SgxPecture (sometimes referred to as SgxSpectre) leverages a race condition built into the Intel SGX SDK. A Spectre variant 2-like branch target injection vulnerability results. The attack affects Intel processors with SGX instructions.

Developers should install SDK updates and recompile SGX applications. All SGX SDKs that are derived from the Intel SDK must be updated. All SGX applications built from Intel-derived SGX SDKs must be recompiled or patched.

Administrators should update SGX-enabled applications and apply OS SGX-related patches.

Total Meltdown

A patching flaw has been identified in Windows 7 and Server 2008 64-bit operating systems.

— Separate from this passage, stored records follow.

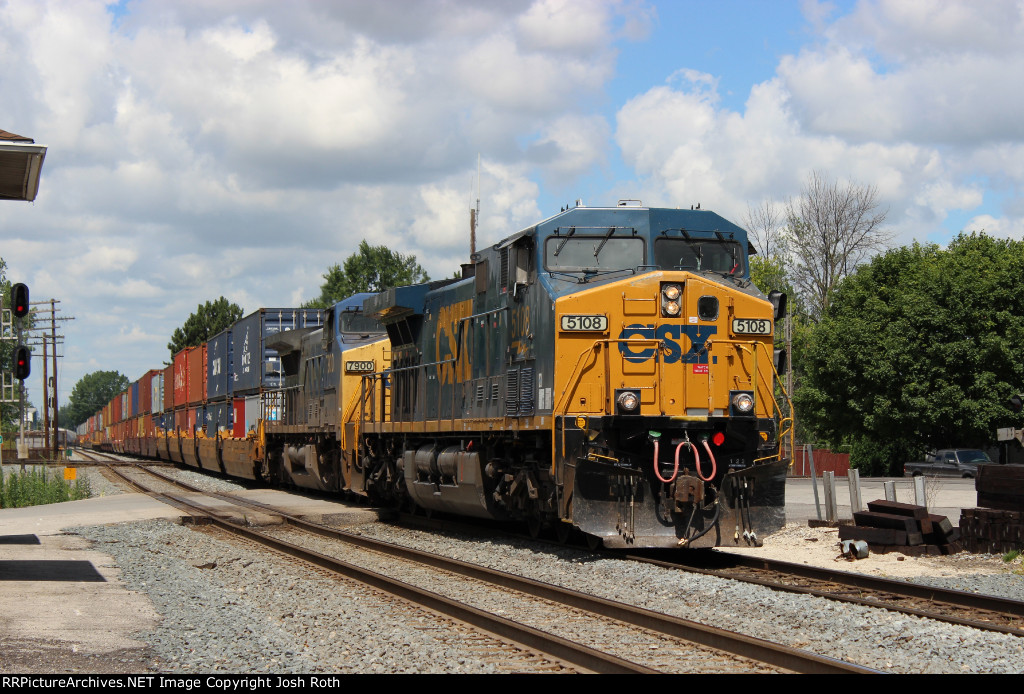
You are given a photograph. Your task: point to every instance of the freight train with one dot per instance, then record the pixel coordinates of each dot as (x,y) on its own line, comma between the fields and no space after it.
(609,371)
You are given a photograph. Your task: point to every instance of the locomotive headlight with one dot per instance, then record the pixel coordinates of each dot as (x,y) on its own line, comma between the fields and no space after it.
(742,402)
(671,294)
(627,401)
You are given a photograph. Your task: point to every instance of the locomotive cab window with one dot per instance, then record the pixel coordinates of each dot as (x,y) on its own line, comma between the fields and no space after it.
(700,254)
(572,253)
(353,321)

Security fixes intended to mitigate Meltdown may not have been effective. Install Microsoft's March 2018 rollup patches as a solution. Refrence patch KB4088878.

Microsoft Update Catalog

Microsoft Support Advisory


Firmware patches are expected Q2 2018. No further information is available at this time.

Ryzenfall, Chimera, Fallout, Masterkey

Software and firmware patches are expected in Q2 2018. Ryzenfall, Fallout, and Masterkey flaws affect AMD products. Chimera flaws affect ASMedia products with debugging features regardless of processor brand or architecture. The following mitigations are advised:

  1. Revisit security practices involving local machine administrative privileges. Attacks in this category require administrative credentials. Properly safeguarding and limiting the use of such credentials is critical.
  2. Set a UEFI configuration administrator password if not already present.
  3. Investigate UEFI configuration to identify and disable unused devices and ports. Unused SATA controller ports or unused USB controller ports are example candidates for disabling. Tailor the UEFI configuration based on a device's use case.